Using technology from our pockets and bags for accurate transcription
The central idea behind our approach is to leverage any internet-connected devices, such as the laptops and smart phones that attendees typically bring to meetings, and virtually form an ad hoc microphone array in the cloud. With our approach, teams would be able to choose to use the cell phones, laptops, and tablets they already bring to meetings to enable high-accuracy transcription without needing special-purpose hardware.
While the idea sounds simple, it requires overcoming many technical challenges to be effective. The audio quality of devices varies significantly. The speech signals captured by different microphones are not aligned with each other. The number of devices and their relative positions are unknown. For these reasons and others, consolidating the information streams from multiple independent devices in a coherent way is much more complicated than it may seem. In fact, although the concept of ad hoc microphone arrays dates back to the beginning of this century, to our knowledge it has not been realized as a product or public prototype so far. Meanwhile, techniques for combining multiple information streams were developed in different research areas. At the same time, general advances in speech recognition, especially via the use of neural network models, have helped bring transcription accuracy closer to usable levels.
Harnessing the power of ad hoc microphone arrays: From blind beamforming to system combination
As described in our paper, we developed an end-to-end system by putting all relevant components together to evaluate the feasibility of transcribing meetings with ad hoc microphone arrays and optimize the way to combine the different elements.
The diagram shown above depicts the resulting processing pipeline. It starts with aligning signals from different microphones, followed by blind beamforming. The term “blind” refers to the fact that beamforming is achieved without any knowledge about the microphones and their locations. This is achieved by using neural networks optimized to recover input features for acoustic models, as we reported previously. This beamformer generates multiple signals so that the downstream modules (speech recognition and speaker diarization) can still leverage the acoustic diversity offered by the random microphone placement. After speech recognition and speaker diarization, the speaker-annotated transcripts from multiple streams are consolidated by combining confusion networks that encode both word and speaker hypotheses and they are sent back to the meeting attendees. After the meeting, the attendees can choose to keep the transcripts available only to themselves or share them with specified people.

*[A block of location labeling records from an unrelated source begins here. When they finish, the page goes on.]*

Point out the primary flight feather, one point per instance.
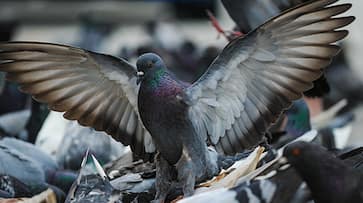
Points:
(230, 107)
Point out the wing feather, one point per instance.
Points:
(256, 77)
(97, 90)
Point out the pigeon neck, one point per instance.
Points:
(154, 79)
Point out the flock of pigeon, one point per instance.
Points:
(237, 131)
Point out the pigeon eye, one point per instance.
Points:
(296, 152)
(149, 64)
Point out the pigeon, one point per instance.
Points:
(329, 178)
(229, 107)
(31, 166)
(249, 14)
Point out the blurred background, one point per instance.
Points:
(183, 34)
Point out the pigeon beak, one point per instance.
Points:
(140, 75)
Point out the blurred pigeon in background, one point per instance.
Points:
(230, 107)
(31, 166)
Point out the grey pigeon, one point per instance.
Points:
(329, 178)
(229, 107)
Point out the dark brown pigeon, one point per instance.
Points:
(229, 107)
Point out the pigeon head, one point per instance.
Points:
(147, 64)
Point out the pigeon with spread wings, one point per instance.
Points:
(230, 107)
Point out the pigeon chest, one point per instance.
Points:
(160, 107)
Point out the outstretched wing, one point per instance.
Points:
(97, 90)
(256, 77)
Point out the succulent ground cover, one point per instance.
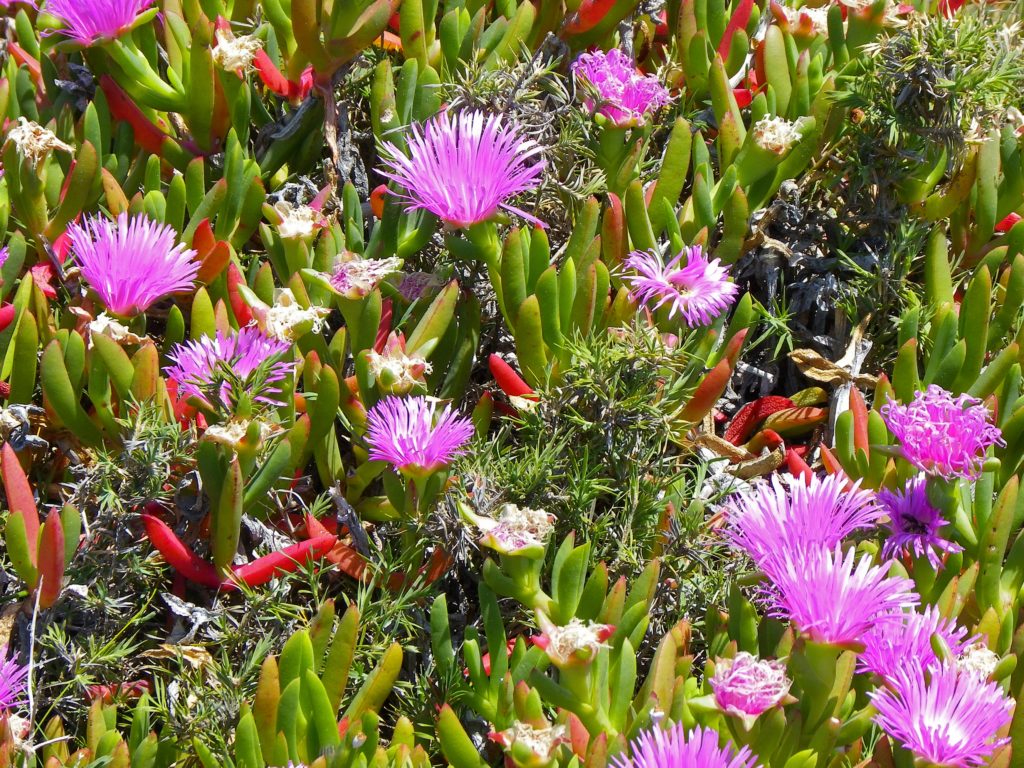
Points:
(511, 382)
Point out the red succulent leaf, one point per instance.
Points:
(147, 135)
(384, 329)
(19, 497)
(288, 560)
(175, 552)
(6, 317)
(42, 275)
(797, 466)
(509, 381)
(738, 20)
(50, 556)
(242, 311)
(751, 415)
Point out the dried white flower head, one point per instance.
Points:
(394, 371)
(232, 432)
(298, 221)
(357, 278)
(1015, 119)
(288, 321)
(776, 134)
(34, 141)
(978, 659)
(541, 741)
(517, 528)
(233, 53)
(576, 643)
(108, 326)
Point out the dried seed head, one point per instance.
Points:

Our system outperforms a single-device system by 14.8% and 22.4% with three and seven microphones respectively. A version of the system runs in real time as demonstrated here. Experimental results on publicly available NIST meeting test data are also reported in an extended version of the paper, which we published online.
The work published at Interspeech 2019 is part of a longer focused effort, codenamed Project Denmark. Many interesting challenges remain to be investigated, such as the separation of overlapping speech, the end-to-end modeling and training of the entire system, and supporting accurate speaker attribution for people who want to be recognized in transcriptions while ensuring that others can freely choose to remain anonymous. More results will be coming, and we encourage you to visit the project page, check out related publications, and stay tuned for further developments with this technology. For those attending Interspeech 2019, we are looking forward to discussions with our colleagues in the research community.
We will be presenting our research at Interspeech 2019 at 10:00am on Tuesday, September 17, during the “Rich Transcription and ASR Systems” session.